Overall Grade: ⭐️ ⭐️ ⭐️ ⭐️
Tropes: arranged marriage; hate to love; side of romantic suspense; grump/sunshine
Winter Renshaw’s gold lies in the way she crafts her MMCs. There is a common thread to them: alpha in nature, closed off, and stubborn. It takes the tenacity of the FMC to blow through their tremendous emotional walls. Over and over again, Renshaw makes us fall in love with this character construction, no matter the plot points. This is also the case in her newest story, Hate Mail. Slade and Campbell’s parents are life-long friends who decide early in their children’s lives to arrange a marriage, effectively joining their powerful families. Their parents also encourage them early on to become pen pals, and it becomes clear from the start that the two don’t want what their parents have decided.
The first half of Renshaw’s Hate Mail is compelling. Slade is Renshaw’s typical hero, and while Campbell hopes to forgo the arranged marriage, she strives to understand and connect with Slade, who makes that task almost impossible. This first half, their strife and Campbell’s pain, is where the angst of her story resides and where she pulls her reader into Hate Notes.

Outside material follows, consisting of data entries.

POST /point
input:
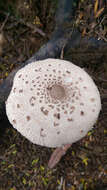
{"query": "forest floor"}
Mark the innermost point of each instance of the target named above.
(24, 27)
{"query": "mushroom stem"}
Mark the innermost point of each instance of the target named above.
(57, 155)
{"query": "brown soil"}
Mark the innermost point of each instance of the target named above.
(24, 27)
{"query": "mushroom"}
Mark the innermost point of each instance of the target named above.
(53, 103)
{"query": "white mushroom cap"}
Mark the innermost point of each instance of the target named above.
(53, 102)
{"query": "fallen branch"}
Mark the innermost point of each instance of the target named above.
(65, 36)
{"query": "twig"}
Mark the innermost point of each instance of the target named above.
(35, 29)
(2, 26)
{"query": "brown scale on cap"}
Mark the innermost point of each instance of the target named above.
(18, 105)
(81, 113)
(21, 90)
(32, 100)
(44, 111)
(28, 118)
(53, 103)
(57, 115)
(14, 121)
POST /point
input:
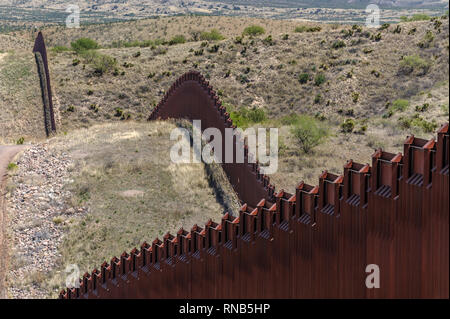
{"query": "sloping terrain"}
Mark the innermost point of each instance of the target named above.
(21, 113)
(85, 197)
(336, 74)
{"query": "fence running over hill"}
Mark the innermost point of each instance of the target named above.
(313, 243)
(42, 65)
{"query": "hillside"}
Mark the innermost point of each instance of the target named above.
(103, 184)
(336, 74)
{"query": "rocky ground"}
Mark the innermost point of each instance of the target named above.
(36, 205)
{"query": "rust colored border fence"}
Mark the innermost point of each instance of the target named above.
(44, 76)
(313, 243)
(191, 97)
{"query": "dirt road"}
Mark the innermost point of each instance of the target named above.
(7, 154)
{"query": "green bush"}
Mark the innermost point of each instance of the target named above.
(422, 108)
(419, 122)
(412, 63)
(244, 117)
(20, 141)
(213, 35)
(308, 132)
(319, 79)
(415, 17)
(290, 119)
(269, 40)
(348, 125)
(399, 105)
(12, 166)
(254, 30)
(427, 40)
(59, 49)
(178, 39)
(338, 44)
(304, 28)
(84, 44)
(318, 98)
(118, 112)
(103, 63)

Unfortunately, the second half falls apart a bit. For one, Slade spends two-thirds of the story pushing Campbell away, and he makes a sudden 180 with very little provocation. His acceptance of Campbell comes too easily given the strife of the first portion of Renshaw’s book. It feels like “a miss” of sorts. Secondly, there are two situations that arise for Slade in the story, one resolves too easily and the second feels thrown into the story. Had I read a draft of Hate Mail, I would recommend removing the second and developing the emotional turmoil of the first so we can better empathize with Slade.
The ending for Slade and Campbell in Hate Mail is sweet, and they earn their happy ending. It’s the latter third of this book that simply needed a bit more work, save for the epilogues.